One of the downfalls to having characters that have spanned nearly fifty years, accumulating a library of stories within that time, is that their early adventures seem dated. The references become obscured, the lingo old-fashioned; it gets to a point where it’s almost painful for new readers to go back and enjoy the tales that won over the hearts of an older generation. How does a company go about gaining the younger audience? Well, one way is to turn over the entire continuity and start from scratch. But by doing that, essentially the task becomes rebuilding the entire history and hoping for the best that it works out as well. Another avenue to take would be to update the original stories, bringing the characters into the current century and giving them a fresher, younger point of view. This is the method Marvel Comics has taken with their newest line of Season One graphic novels.
X-Men Season One just hit shelves a few days ago and after reading my way through it, it’s clear that Marvel has succeeded in their task. Dennis Hopeless takes the original chapters of the X-Men and puts a modern spin on them. From the arrival of telekinetic Jean Grey to the first battle with Unus the Untouchable, Hopeless provides all of the landmark events Professor Xaiver’s teenage mutants have dealt with, and what molded them into the fighting force they become.
What I like best about the tale is the way Hopeless travels through time. The book opens en media res, with the X-Men already hip deep in their first battle against Magneto. During the fiasco, Hopeless flashes back to a few days prior, to Jean Grey’s arrival at the Mansion, introducing each of the X-Men in turn. He slowly unravels the names and personalities of the team without having to resort to an introductory line-up. It may have worked in the sixties, but modern readers are too sophisticated for info-dumps like that.

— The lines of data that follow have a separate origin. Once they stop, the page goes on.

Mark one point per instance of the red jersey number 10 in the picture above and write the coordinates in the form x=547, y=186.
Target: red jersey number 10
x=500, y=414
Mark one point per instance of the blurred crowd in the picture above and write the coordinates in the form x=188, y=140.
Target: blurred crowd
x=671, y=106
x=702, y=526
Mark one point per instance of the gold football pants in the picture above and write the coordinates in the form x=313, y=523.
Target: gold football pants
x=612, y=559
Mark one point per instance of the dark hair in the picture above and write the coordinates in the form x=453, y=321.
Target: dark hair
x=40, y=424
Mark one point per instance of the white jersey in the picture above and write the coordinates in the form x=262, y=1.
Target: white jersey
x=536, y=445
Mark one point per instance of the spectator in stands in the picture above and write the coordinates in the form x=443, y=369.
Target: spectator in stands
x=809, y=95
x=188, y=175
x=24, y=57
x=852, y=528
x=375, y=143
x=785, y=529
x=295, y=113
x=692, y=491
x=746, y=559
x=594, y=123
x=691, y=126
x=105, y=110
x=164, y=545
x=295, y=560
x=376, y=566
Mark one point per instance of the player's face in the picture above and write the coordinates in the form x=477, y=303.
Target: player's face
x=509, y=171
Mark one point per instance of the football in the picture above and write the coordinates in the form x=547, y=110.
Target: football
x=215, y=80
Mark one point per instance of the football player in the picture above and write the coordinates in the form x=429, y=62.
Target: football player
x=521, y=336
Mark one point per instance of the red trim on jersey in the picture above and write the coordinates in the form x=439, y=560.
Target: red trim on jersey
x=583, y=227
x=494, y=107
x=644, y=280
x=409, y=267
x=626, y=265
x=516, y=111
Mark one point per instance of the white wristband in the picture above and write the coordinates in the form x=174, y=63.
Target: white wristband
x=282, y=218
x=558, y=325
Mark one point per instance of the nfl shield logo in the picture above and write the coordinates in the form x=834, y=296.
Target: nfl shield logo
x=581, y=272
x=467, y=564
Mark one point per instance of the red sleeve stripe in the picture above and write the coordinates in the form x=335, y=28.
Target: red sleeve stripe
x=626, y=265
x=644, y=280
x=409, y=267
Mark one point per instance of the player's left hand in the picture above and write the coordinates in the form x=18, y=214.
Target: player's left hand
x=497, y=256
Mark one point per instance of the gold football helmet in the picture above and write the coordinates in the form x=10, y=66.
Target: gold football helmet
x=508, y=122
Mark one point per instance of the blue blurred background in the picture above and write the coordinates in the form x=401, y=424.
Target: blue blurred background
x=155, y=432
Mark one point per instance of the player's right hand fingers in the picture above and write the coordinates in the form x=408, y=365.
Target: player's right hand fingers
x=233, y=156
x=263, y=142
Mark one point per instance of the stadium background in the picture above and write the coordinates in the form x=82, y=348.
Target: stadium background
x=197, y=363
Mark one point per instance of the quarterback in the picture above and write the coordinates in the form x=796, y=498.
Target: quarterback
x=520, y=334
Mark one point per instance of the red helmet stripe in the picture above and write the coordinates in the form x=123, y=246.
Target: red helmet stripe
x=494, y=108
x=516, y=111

One of the best aspects of the story, though, is the way Hopeless works the X-Men’s future into things, especially with his treatment of Cyclops. Even the early stories portrayed Scott Summers as an overachiever, always striving to better his leadership abilities, all the while Xavier tells him he will someday lead mutantkind. Current fans of the X-Men know that this foreshadowing comes to fruition, and Hopeless plays up Scott’s eventual leadership role. He is constantly striving to find perfection, running simulations in the Danger Room, even without the assistance of his teammates. But self-doubt is always on the edge of his mind, preventing him from fulfilling his destiny. It’s a nice little nod, especially when juxtaposed against a full reprinting of the newest Uncanny X-Men #1, allowing new fans unfamiliar with Cyclops’ current role to see the type of man he’s become.

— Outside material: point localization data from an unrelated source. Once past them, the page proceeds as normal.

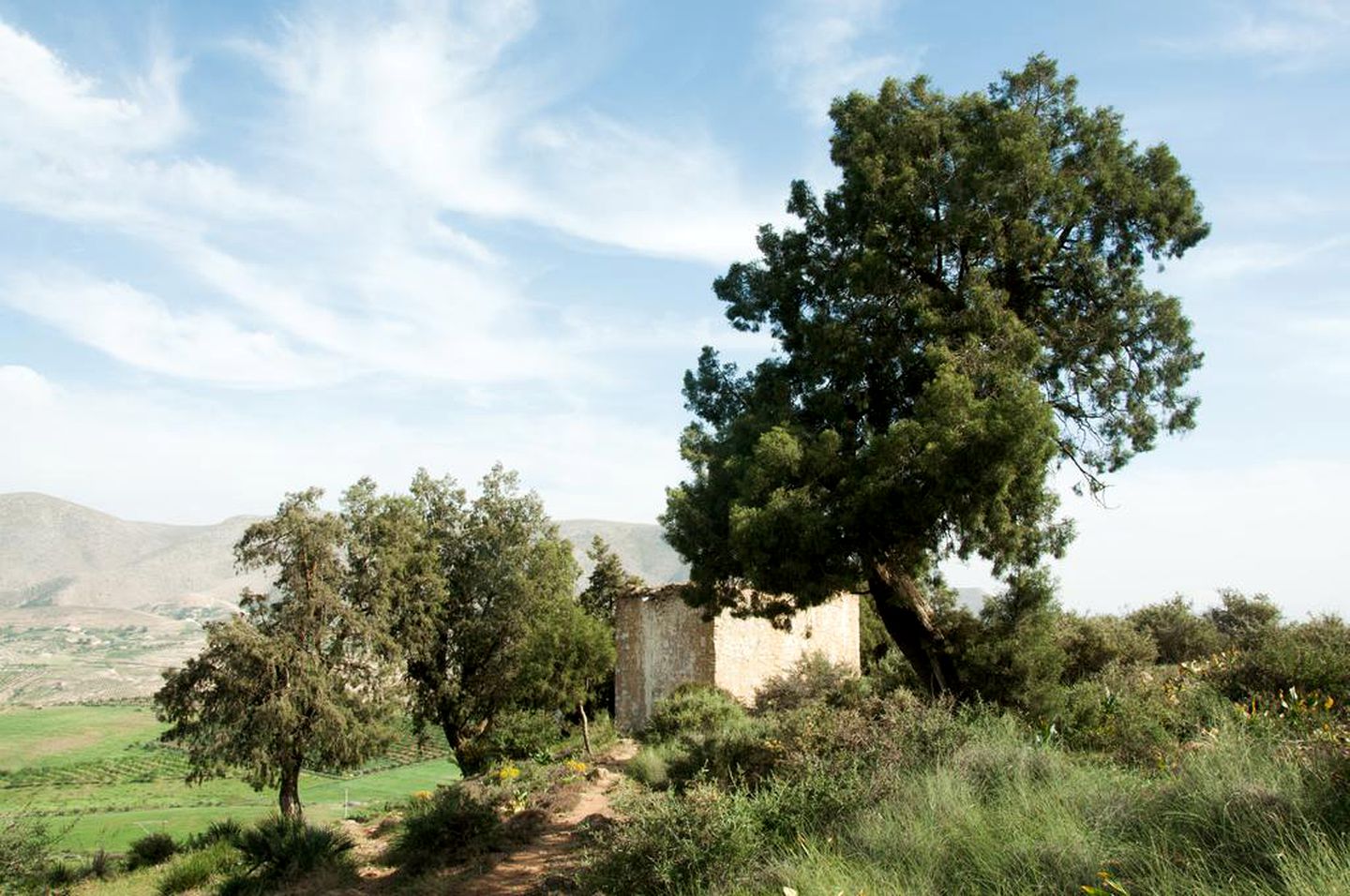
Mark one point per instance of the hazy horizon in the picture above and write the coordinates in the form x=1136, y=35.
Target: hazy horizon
x=254, y=247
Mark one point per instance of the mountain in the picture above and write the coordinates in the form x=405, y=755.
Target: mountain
x=94, y=606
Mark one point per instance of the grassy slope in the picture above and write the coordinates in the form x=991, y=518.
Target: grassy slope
x=104, y=792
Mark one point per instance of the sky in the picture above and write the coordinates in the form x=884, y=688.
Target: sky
x=251, y=247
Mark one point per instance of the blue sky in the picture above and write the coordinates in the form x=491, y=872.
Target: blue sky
x=251, y=247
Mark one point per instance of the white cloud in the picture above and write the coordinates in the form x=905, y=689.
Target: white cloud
x=140, y=330
x=822, y=49
x=1289, y=34
x=338, y=258
x=23, y=387
x=168, y=456
x=435, y=101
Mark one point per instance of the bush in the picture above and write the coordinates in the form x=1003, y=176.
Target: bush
x=279, y=850
x=1092, y=644
x=813, y=679
x=196, y=869
x=444, y=829
x=1310, y=656
x=1243, y=621
x=152, y=849
x=226, y=830
x=689, y=844
x=1140, y=717
x=24, y=849
x=651, y=764
x=694, y=711
x=515, y=734
x=1178, y=633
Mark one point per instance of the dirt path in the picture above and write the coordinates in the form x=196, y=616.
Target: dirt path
x=551, y=855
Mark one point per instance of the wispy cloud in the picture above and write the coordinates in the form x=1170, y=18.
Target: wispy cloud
x=822, y=49
x=339, y=260
x=1288, y=34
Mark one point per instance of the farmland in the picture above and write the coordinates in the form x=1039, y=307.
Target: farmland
x=98, y=776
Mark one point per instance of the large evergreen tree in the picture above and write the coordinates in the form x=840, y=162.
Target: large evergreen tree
x=962, y=315
x=298, y=678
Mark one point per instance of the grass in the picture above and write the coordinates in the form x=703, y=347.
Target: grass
x=68, y=734
x=88, y=770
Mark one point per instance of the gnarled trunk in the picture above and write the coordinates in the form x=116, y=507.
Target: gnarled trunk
x=908, y=620
x=289, y=795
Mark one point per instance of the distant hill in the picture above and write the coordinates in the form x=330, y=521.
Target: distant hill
x=57, y=554
x=94, y=606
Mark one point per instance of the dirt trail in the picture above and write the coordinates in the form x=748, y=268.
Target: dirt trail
x=530, y=869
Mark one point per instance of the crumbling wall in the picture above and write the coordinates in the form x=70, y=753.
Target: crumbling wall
x=747, y=652
x=663, y=643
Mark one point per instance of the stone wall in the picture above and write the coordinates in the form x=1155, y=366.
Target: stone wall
x=663, y=643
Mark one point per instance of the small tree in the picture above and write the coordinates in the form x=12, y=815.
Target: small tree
x=297, y=679
x=481, y=597
x=607, y=583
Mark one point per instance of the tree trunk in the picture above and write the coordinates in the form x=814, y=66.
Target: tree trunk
x=580, y=706
x=908, y=620
x=289, y=795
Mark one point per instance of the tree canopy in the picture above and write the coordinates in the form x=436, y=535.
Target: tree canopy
x=298, y=678
x=960, y=316
x=481, y=601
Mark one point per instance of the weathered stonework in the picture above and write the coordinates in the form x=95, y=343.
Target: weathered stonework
x=663, y=643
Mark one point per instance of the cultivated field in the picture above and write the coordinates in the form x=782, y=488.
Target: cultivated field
x=98, y=775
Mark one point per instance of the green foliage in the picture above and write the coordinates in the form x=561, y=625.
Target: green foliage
x=963, y=313
x=608, y=582
x=481, y=601
x=448, y=826
x=298, y=678
x=26, y=850
x=1307, y=656
x=149, y=850
x=687, y=844
x=513, y=734
x=693, y=711
x=1014, y=659
x=813, y=679
x=197, y=868
x=1138, y=717
x=1243, y=621
x=1178, y=635
x=281, y=850
x=224, y=830
x=1095, y=643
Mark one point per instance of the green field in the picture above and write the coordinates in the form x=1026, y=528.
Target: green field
x=98, y=775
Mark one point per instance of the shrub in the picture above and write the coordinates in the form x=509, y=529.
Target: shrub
x=1012, y=659
x=651, y=764
x=813, y=679
x=196, y=869
x=518, y=734
x=1310, y=656
x=1092, y=644
x=1241, y=620
x=1140, y=717
x=226, y=830
x=1178, y=633
x=444, y=829
x=24, y=849
x=152, y=849
x=694, y=711
x=690, y=844
x=281, y=850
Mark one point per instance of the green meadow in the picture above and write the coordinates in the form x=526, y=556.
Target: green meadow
x=98, y=776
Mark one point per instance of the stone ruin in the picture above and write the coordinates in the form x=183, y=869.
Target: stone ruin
x=665, y=643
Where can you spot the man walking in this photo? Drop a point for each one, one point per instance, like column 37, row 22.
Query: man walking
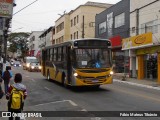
column 6, row 75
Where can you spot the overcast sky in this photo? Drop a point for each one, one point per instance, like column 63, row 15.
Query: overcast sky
column 43, row 13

Jamie McKelvie’s art is equally astounding, his talent lighting up each and every page. His redesign of the X-Men uniforms provides the right amount of homage to the original Jack Kirby designs while also bringing them up to date. He varies his panel angles masterfully, making the book flow like a big budget Hollywood movie. It’s easy to follow and fun to read. But the most spectacular part of McKelvie’s art is his character emotion. He draws his figures with such clarity that readers can see the pain, fear, and elation in their eyes. To put it plainly, it’s beautiful to see. But I do need to comment on McKelvie’s apparent fascination with Justin Bieber as he felt compelled to reimagine Bobby Drake, the X-Men’s Iceman, in the guise of the teenage pop-star. It’s almost as if he was flipping through the pages of Tiger Beat during the book’s illustration process.

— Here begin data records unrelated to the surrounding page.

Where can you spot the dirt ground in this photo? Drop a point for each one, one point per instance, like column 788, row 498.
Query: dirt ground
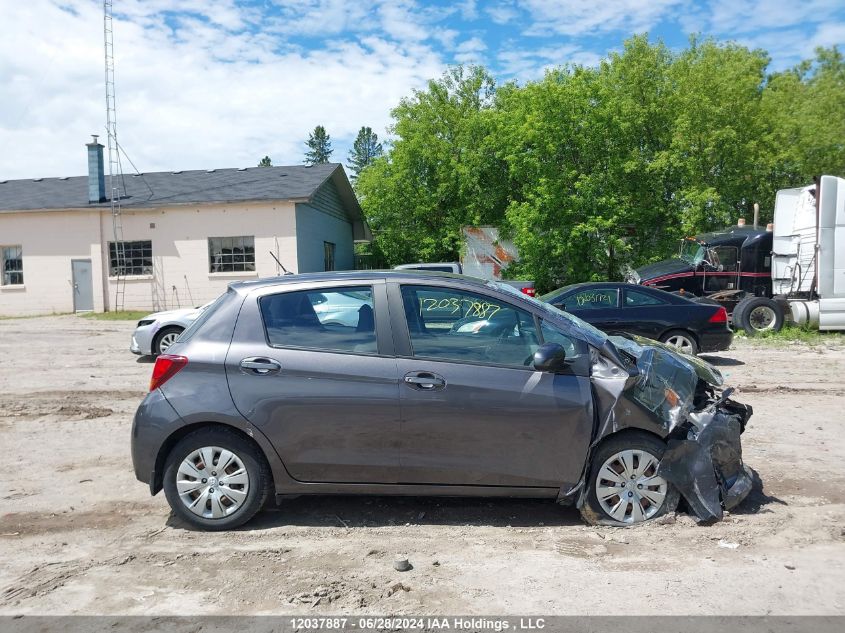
column 79, row 535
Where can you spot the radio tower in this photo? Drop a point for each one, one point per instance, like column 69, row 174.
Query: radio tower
column 117, row 252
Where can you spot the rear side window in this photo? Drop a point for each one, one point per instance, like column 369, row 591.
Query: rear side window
column 592, row 299
column 456, row 325
column 329, row 319
column 205, row 316
column 634, row 298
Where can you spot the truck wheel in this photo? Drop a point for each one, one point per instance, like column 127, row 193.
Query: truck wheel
column 758, row 314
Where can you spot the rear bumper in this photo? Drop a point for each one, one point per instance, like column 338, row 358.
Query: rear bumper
column 155, row 420
column 715, row 340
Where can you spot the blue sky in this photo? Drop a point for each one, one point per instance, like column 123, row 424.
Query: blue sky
column 221, row 83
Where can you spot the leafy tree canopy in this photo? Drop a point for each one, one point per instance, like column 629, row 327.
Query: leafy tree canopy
column 591, row 170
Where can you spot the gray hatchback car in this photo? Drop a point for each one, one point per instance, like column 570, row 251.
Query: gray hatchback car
column 440, row 385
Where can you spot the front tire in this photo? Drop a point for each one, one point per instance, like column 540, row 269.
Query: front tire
column 165, row 338
column 215, row 479
column 624, row 488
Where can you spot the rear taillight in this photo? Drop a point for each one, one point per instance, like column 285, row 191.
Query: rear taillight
column 720, row 316
column 167, row 366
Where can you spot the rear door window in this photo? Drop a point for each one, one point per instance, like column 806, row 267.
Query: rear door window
column 329, row 319
column 592, row 299
column 635, row 298
column 458, row 325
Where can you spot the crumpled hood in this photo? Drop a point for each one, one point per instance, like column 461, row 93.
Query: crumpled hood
column 169, row 315
column 665, row 267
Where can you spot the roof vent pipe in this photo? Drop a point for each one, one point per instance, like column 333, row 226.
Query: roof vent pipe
column 96, row 172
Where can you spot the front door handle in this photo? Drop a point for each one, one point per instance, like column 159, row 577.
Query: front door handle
column 260, row 366
column 424, row 380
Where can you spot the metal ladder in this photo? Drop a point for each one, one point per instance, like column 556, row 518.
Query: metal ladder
column 116, row 184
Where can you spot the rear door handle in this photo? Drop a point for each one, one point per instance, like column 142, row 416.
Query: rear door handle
column 424, row 380
column 260, row 366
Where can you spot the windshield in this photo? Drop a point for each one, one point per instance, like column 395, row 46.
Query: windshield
column 593, row 336
column 692, row 251
column 554, row 293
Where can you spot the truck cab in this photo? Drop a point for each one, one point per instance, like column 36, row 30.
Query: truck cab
column 725, row 265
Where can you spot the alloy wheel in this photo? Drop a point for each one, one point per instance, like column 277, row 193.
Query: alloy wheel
column 212, row 482
column 628, row 487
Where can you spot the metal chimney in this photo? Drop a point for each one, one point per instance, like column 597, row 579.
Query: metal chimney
column 96, row 172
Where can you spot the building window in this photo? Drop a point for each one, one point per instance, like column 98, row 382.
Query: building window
column 136, row 258
column 231, row 254
column 328, row 256
column 11, row 263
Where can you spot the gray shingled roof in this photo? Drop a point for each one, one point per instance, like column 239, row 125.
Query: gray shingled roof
column 296, row 182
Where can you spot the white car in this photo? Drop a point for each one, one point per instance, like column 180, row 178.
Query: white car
column 158, row 331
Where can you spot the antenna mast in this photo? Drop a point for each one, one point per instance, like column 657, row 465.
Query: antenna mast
column 117, row 251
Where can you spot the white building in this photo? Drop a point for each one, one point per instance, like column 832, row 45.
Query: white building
column 186, row 235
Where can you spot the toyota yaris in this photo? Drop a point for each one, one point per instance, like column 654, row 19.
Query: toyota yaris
column 266, row 394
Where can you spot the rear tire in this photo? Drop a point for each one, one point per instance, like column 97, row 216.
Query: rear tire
column 644, row 497
column 682, row 340
column 758, row 314
column 215, row 479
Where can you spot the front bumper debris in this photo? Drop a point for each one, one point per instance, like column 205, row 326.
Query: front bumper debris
column 703, row 460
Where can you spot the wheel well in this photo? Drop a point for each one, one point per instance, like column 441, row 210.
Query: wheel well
column 632, row 431
column 178, row 434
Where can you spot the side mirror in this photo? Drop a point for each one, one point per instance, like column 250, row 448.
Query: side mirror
column 550, row 357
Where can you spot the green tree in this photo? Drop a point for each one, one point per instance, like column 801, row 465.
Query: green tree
column 591, row 170
column 365, row 150
column 319, row 147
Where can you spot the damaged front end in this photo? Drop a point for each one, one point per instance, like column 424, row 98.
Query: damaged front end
column 642, row 384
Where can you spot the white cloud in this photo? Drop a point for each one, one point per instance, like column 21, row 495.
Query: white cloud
column 584, row 17
column 532, row 64
column 469, row 10
column 191, row 92
column 787, row 47
column 502, row 13
column 745, row 16
column 470, row 51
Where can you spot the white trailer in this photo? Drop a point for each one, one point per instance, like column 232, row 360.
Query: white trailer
column 808, row 253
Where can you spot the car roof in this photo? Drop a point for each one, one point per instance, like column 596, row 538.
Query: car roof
column 355, row 275
column 614, row 285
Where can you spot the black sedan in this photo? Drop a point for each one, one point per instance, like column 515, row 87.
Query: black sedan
column 618, row 308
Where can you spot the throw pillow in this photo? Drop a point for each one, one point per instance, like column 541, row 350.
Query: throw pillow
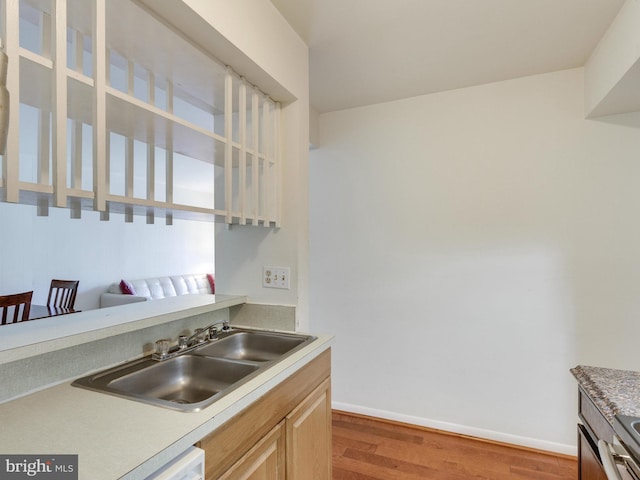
column 126, row 288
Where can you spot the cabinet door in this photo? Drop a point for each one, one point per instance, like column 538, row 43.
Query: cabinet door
column 265, row 461
column 309, row 436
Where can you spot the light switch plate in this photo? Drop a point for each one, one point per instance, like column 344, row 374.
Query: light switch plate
column 276, row 277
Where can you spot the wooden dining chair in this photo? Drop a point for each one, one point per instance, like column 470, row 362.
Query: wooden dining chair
column 15, row 303
column 62, row 293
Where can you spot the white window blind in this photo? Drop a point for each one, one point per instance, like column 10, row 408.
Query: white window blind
column 112, row 110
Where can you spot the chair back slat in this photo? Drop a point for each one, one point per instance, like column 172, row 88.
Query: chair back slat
column 62, row 293
column 15, row 303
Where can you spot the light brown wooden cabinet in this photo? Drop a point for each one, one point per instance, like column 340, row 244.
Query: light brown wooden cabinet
column 309, row 437
column 285, row 434
column 265, row 461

I was excited when I first heard about the Season One series of books, though as their release date approached, I was cautious about them. After all, the meat-and-potatoes of the series are stories that comic fans like myself have read over and over again. How was Marvel going to bring these tales into the current times without trampling all over the source material? Well, Dennis Hopeless and Jamie McKelvie’s take on X-Men proves to me that it’s a task that can be done. Not only do they capture the essence of Stan Lee’s stories, but art also comes off as a fitting tribute to Jack Kirby. I hope that Marvel continues their push with the Season One brand, even beyond the planned second wave, but also move into Season Two territory. Perhaps they can tackle the later stories of these iconic characters, such as Len Wein and Dave Cockrum’s Giant Size X-Men or even Chris Claremont’s Phoenix Saga. These are classic stories of comics, the stories that fans know inside and out, but given the loving touch Marvel is placing on these Season One books, there should be no worry from fans about these tales becoming corrupted.